Take learning off-screen. Talk with your kids about what they’re watching, especially if they are watching even moderately educational content. Try the game or app yourself first and then play it with your child. Afterward, ask your child what he or she learned. According to researchers, the eductaional value is enhanced when parents and children interact together with media.
Stick to your guns. Set rules for your family, and stick to them. Don’t bend, and don’t give in to the temptation to let kids go further than your agreement just because it’s easy. This is easier said than done, but an important part of parenting. Teach your kids that you are in charge, you have rules and there are consequences when they veer away from those rules.
Don’t feel guilty. Parenting is an adventure in constantly doing the best you can. If there are days and moments when you need a break and nothing else is cutting it, it’s ok to let your kids veg and watch an episode or two of whatever they’re into on YouTube.
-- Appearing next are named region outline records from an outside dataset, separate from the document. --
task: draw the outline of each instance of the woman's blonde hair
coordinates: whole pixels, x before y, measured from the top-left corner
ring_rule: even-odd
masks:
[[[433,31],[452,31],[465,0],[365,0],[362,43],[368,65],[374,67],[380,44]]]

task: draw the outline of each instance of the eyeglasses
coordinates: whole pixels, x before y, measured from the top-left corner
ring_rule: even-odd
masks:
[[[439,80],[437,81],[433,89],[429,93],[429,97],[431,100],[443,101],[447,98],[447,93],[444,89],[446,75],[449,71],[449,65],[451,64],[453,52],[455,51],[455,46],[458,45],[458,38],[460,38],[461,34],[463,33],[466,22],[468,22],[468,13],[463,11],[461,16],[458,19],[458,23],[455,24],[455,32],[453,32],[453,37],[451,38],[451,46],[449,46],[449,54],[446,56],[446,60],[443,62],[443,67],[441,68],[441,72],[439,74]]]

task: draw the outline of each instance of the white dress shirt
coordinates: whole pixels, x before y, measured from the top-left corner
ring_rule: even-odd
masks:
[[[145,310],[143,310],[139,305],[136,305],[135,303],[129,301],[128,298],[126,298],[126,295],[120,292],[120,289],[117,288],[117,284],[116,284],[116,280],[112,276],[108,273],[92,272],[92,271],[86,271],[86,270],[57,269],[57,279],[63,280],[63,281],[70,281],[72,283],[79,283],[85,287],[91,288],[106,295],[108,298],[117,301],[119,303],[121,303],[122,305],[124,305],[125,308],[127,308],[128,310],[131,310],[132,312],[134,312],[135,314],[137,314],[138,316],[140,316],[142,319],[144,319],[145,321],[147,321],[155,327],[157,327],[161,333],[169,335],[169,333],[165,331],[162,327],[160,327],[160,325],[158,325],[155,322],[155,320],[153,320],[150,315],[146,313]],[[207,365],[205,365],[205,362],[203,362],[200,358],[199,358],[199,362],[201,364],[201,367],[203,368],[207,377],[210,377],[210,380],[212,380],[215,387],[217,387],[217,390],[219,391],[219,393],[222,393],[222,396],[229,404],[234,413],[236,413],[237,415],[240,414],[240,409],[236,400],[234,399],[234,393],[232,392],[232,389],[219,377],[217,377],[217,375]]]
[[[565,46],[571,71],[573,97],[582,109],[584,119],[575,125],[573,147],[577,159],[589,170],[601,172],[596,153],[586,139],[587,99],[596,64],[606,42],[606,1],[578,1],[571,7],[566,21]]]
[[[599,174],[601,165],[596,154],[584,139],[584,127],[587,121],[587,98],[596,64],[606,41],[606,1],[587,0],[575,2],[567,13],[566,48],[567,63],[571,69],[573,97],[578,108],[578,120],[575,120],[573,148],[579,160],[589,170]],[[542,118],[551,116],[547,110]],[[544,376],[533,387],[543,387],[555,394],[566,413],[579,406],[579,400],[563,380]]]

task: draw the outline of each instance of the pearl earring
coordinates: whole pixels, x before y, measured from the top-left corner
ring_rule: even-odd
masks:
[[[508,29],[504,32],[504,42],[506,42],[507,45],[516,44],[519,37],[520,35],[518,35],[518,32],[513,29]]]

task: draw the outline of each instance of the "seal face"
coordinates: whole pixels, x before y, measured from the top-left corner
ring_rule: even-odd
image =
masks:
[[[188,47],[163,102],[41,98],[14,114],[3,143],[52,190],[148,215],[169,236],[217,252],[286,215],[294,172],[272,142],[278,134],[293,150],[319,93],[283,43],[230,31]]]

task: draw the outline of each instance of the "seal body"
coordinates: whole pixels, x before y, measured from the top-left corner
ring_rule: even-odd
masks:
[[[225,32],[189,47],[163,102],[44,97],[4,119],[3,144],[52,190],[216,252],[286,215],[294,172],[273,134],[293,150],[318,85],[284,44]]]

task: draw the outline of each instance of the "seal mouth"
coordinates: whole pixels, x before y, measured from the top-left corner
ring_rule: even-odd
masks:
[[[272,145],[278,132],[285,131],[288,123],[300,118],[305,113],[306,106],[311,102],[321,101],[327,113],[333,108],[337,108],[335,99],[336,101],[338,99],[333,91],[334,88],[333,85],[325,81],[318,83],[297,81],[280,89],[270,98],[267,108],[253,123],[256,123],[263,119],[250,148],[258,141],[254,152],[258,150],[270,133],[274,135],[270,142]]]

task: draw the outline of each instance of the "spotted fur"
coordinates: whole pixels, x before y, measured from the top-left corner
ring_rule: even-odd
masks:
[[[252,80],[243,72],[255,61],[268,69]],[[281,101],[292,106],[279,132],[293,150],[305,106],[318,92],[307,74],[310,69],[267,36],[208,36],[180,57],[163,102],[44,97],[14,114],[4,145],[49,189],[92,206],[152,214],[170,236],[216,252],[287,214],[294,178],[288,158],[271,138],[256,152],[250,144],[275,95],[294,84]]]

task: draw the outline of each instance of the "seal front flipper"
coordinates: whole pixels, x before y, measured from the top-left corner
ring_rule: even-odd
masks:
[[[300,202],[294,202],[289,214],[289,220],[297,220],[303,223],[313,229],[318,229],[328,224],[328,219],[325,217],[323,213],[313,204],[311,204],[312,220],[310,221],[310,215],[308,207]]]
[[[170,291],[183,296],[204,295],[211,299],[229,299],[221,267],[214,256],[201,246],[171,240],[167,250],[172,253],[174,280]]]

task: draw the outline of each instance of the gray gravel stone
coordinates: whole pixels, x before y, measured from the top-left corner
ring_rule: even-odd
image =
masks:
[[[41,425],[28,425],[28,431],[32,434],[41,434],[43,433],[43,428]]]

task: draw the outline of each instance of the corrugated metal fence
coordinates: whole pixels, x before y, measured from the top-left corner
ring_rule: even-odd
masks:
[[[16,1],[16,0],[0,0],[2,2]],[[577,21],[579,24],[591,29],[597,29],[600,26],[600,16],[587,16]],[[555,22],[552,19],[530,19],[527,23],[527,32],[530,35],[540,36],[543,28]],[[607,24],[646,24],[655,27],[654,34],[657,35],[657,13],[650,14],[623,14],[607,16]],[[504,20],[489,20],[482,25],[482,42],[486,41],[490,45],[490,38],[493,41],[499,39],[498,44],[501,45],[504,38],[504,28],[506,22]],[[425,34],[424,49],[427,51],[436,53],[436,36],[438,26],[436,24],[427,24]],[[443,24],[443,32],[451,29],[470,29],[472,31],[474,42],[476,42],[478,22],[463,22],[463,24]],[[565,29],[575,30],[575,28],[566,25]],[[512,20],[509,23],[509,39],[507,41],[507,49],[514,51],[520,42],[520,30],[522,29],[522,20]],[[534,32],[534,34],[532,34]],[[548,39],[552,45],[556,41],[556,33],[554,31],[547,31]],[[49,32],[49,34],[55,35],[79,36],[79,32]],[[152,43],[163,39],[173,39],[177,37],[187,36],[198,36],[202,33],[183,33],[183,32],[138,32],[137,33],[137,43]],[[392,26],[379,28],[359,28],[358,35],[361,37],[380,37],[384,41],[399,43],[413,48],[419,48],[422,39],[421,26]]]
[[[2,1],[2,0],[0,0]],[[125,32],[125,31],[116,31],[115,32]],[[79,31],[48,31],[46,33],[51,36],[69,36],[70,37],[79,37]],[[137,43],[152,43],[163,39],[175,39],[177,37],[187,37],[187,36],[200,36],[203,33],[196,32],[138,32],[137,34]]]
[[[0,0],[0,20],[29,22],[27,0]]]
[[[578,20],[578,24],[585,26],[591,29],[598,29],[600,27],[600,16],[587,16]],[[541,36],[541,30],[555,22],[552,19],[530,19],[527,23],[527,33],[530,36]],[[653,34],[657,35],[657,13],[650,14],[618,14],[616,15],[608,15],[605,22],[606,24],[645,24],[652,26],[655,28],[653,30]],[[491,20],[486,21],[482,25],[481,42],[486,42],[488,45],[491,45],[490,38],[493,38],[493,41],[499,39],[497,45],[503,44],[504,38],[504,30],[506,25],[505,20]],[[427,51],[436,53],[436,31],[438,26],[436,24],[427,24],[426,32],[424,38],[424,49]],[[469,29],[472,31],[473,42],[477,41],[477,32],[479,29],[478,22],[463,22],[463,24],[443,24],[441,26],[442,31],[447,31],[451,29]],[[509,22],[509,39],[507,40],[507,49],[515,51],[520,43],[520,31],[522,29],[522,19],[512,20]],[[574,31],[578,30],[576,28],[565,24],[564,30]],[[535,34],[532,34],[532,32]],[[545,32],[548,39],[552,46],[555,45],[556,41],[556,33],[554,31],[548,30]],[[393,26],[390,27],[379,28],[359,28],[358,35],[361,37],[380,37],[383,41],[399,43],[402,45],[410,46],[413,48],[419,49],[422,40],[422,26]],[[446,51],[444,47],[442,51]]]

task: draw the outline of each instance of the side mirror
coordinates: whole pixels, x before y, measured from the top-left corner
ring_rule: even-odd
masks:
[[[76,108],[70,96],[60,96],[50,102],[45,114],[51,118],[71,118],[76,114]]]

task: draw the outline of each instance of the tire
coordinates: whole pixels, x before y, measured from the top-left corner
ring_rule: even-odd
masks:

As with most things in life, moderation is the key. If you’re being intentional enough to read this article, you’re probably also intentionally setting enough limits to where you won’t ruin your kids’ lives. We know you want what is best for your kids, so keep up the good work, mom and dad.
Yes, screen time can be harmful, but so can just about anything else. Find ways to motivate your kids to go outside and unplug. Set a few rules, stick to them the best you can and give yourself (and your kids) a little grace. And don’t worry about those perfect Instagram moms who seem to judge and shame you. They’re in the exact same boat you’re in, and no one has mastered this yet.
Adapted and excerpted from “The Guilt-Free Parenting Guide to Screen Time” by Ridgepoint Church creative arts staff.